Even if we don’t object to Steve’s claim that the negative value of sin, properly neutralized by divine punishment, ceases to be intolerable, the central concern at issue in the Problem of Damned Sinners remains. In some way, depriving sinners of the necessary condition for ceasing sin is supposed to do this work of neutralizing the negative value of their sins (even as it guarantees that the negative values requiring neutralization grow without bound).

Now maybe there is some way for the Calvinist to make sense of this. But it is a problem—a pretty big one. And I think the burden of proof lies on the shoulders of the Calvinist to resolve it. Otherwise, those of different theological persuasions have a right to be deeply skeptical. Simply asserting that, mysteriously, God depriving sinners of what they need in order to avoid sin somehow neutralizes sin’s negative value—well, that doesn’t cut it.


  1. You might be interested in Steve Hays' response here.

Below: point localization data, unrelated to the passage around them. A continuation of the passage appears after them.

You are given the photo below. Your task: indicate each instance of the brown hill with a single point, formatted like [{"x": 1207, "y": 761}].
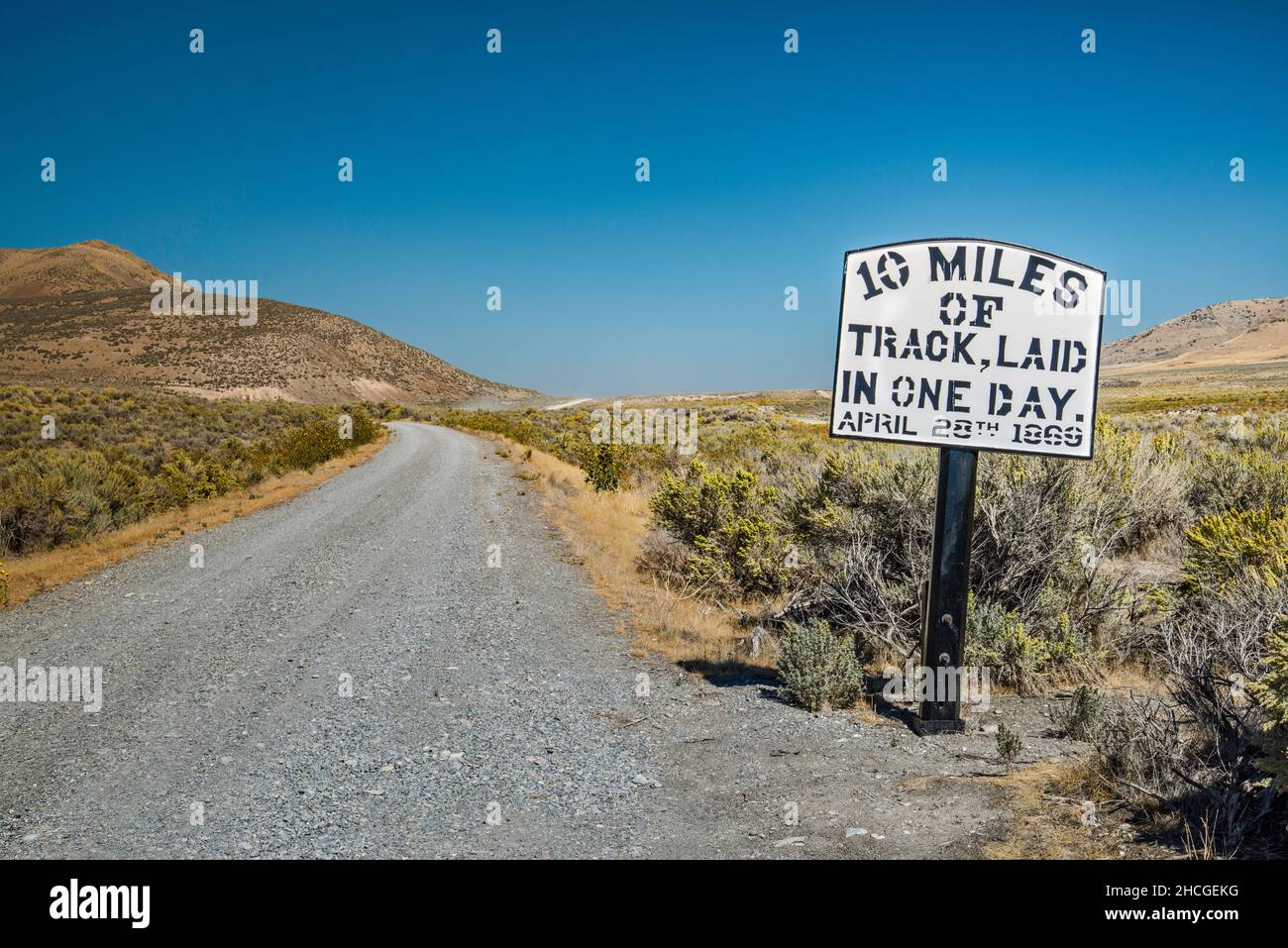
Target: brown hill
[
  {"x": 1225, "y": 334},
  {"x": 85, "y": 266},
  {"x": 91, "y": 324}
]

  2. Grant: Thanks for the heads up. Probably won't take a look at it until next week, since I've got too many other things to focus on for the remainder of this one.

  3. Hey Eric,

    I am enjoying this series of posts!

    My understanding of at least one form of Calvinism is that God actually wants sin to exist so that He can glorify Himself by demonstrating His justice on the reprobate.

    This makes logical sense to a Calvinist, because God must ultimately be responsible for all things, but of course God loses His goodness in the process. But the Calvinist then begins an obscurant arguing process that centers around divine command theory about how humans cannot really know what is good (and yet they can still call God "good" and have it mean something??)

    Anyway, this isn't your specific topic here, but it's a related line of reasoning that I have run across.

  4. And, of course, now I have through the rest of the series and I see you addressing this in the Addendum!

    Perhaps God willing sin to exist in order to display His justice could be good, but it seems to me that this would only be true if a true universal reconciliation should take place. Otherwise it smacks of a crass utilitarianism.